Los mártires de Chicago

En el marco de la lucha por la jornada laboral de ocho horas y tras haber sido condenados en un juicio que fue una farsa, cuatro militantes anarquistas fueron ahorcados en la ciudad más importante del estado de Illinois. En su honor, el 1º de mayo fue declarado Día Internacional de los Trabajadores.

El 11 de noviembre de 1887 al mediodía, cuatro hombres –George Engel, August Spies, Albert Parsons y Adolph Fischer– fueron ahorcados en la ciudad de Chicago, en el estado de Illinois. El juicio y la drástica condena conmovieron no solo a trabajadores de todo el mundo sino a amplios sectores democráticos y de la cultura que, en vano, abrumaron durante meses las oficinas del gobernador Richard Oglesby y del juez con cartas que pedían clemencia.

Todos los condenados habían nacido en Alemania menos Parsons, que era estadounidense. Todos tenían la rigurosa formación intelectual de los militantes obreros de la época, eran oradores brillantes, dirigían periódicos sindicales y políticos, y marcharon al patíbulo con gesto altivo, el puño en alto y cantando la “Marsellesa Anarquista”.

Un quinto condenado, Louis Lingg, el más joven, le birló al Estado la potestad de matarlo y se suicidó horas antes en su celda. De los otros tres acusados –Samuel Felden, Oscar Neebe y Michael Schwab–, dos fueron condenados a cadena perpetua y uno a quince años de prisión.

“Ya vienen por el pasadizo de las celdas, a cuyo remate se levanta la horca; delante va el alcalde; al lado de cada reo marcha un corchete; Spies va a paso grave, desgarrados los ojos azules, hacia atrás el cabello bien peinado, magnífica la frente; Fischer le sigue, robusto y poderoso, enseñándose por el cuello la sangre pujante, realzados por el sudario los fornidos miembros. Engel anda detrás, a la manera de quien va a una casa amiga; sacudiéndose el sayo incómodo con los talones. Parsons, como si no tuviese miedo a morir, fiero, determinado, cierra la procesión a paso vivo. Acaba el corredor y ponen el pie en la trampa; las cuerdas colgantes, las cabezas erizadas, las cuatro mortajas… Una seña, un ruido, la trampa cede, los cuatro cuerpos se caen a la vez en el aire, dando vueltas y chocando.”

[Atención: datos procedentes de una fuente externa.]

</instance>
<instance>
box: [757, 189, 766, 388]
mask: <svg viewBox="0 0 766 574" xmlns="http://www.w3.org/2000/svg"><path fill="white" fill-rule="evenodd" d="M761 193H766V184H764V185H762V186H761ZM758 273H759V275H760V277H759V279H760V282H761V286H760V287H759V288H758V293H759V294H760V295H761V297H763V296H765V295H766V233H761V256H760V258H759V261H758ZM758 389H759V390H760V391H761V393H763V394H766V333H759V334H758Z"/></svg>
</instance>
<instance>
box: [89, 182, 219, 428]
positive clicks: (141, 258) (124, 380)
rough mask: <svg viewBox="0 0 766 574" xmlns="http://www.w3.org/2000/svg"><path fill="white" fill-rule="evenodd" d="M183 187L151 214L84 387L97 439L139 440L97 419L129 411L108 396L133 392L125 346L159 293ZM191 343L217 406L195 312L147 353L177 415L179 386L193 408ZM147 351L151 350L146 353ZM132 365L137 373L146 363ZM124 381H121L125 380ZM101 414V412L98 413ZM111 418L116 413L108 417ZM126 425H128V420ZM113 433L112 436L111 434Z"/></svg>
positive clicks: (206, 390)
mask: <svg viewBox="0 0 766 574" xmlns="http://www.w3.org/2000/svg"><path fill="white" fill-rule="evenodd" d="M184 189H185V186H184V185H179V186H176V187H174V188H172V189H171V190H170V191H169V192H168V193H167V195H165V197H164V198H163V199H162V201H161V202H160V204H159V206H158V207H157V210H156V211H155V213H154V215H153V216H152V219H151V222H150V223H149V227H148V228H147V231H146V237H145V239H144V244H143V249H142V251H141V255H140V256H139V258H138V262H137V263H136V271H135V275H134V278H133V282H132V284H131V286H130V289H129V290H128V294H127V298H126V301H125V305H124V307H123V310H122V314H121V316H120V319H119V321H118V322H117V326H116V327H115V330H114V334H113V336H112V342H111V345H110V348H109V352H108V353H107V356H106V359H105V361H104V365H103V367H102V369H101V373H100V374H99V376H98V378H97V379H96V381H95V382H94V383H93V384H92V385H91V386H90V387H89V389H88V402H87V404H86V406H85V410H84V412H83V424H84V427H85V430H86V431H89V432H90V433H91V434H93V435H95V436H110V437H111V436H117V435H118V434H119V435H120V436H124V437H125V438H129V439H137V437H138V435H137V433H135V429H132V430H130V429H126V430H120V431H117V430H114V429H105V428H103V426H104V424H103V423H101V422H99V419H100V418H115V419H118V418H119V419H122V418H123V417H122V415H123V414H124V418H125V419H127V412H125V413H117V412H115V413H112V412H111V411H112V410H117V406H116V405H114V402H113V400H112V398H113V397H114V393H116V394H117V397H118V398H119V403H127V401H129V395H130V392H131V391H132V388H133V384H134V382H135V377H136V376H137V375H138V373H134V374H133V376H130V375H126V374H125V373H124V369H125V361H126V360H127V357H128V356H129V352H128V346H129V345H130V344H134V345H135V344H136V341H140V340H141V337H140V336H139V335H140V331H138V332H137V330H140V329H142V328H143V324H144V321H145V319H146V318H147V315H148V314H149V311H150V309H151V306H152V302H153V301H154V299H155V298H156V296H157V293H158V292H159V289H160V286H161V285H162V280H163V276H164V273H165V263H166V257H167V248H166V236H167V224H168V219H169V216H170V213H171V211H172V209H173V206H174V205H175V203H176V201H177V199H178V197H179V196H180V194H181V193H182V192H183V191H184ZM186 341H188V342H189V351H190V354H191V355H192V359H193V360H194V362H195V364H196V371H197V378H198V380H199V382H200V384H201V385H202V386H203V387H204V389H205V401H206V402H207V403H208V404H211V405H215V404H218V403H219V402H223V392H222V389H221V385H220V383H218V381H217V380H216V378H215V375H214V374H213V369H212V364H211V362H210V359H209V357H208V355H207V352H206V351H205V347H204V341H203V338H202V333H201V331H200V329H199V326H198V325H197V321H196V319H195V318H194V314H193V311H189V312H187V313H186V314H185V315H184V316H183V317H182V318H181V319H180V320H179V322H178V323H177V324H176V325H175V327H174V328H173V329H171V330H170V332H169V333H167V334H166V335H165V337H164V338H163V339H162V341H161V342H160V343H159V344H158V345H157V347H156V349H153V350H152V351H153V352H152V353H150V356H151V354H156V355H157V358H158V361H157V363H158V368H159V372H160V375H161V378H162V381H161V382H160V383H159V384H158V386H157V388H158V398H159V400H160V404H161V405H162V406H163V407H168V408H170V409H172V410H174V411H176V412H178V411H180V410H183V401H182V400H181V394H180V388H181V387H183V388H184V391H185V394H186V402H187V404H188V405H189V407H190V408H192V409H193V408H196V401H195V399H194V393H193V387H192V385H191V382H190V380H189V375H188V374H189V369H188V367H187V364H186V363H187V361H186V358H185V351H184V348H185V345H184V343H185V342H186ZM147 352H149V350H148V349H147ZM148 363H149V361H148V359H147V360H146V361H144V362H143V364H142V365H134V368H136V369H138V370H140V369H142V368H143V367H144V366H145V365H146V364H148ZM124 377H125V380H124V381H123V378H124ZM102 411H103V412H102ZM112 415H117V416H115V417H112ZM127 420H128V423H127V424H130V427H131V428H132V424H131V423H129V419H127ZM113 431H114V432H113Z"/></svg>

La crónica más famosa sobre el ahorcamiento –”Un drama terrible”– es del poeta cubano José Martí. Fue publicada por el diario La Nación el 13 de noviembre de 1886. Martí, que era corresponsal del diario de los Mitre y vivía en Estados Unidos, mientras narra las vicisitudes del juicio para los argentinos establece un contrapunto demoledor entre los principios democráticos que habían fundado a los Estados Unidos y el avasallamiento de todos esos principios ante el temor que generaban las demandas de los trabajadores –muchos inmigrantes– y la posibilidad de que se repitieran sucesos como la Comuna de París, que había acontecido solo quince años antes.

Quiénes eran los condenados

Los Mártires de Chicago, como los conoce la historia, militaban activamente entre los obreros industriales de la entonces segunda ciudad de Estados Unidos, caracterizada por la ferocidad de las condiciones de trabajo y la represión de las protestas obreras.

Por eso esta historia comienza, en verdad, en 1884, cuando una convención de la Federación de Oficios Organizados y Sindicatos de Estados Unidos y Canadá llamó a los trabajadores a imponer una jornada máxima de ocho horas. La reducción de las jornadas de 10, 12 y 16 horas se reclamaba desde la década de 1860.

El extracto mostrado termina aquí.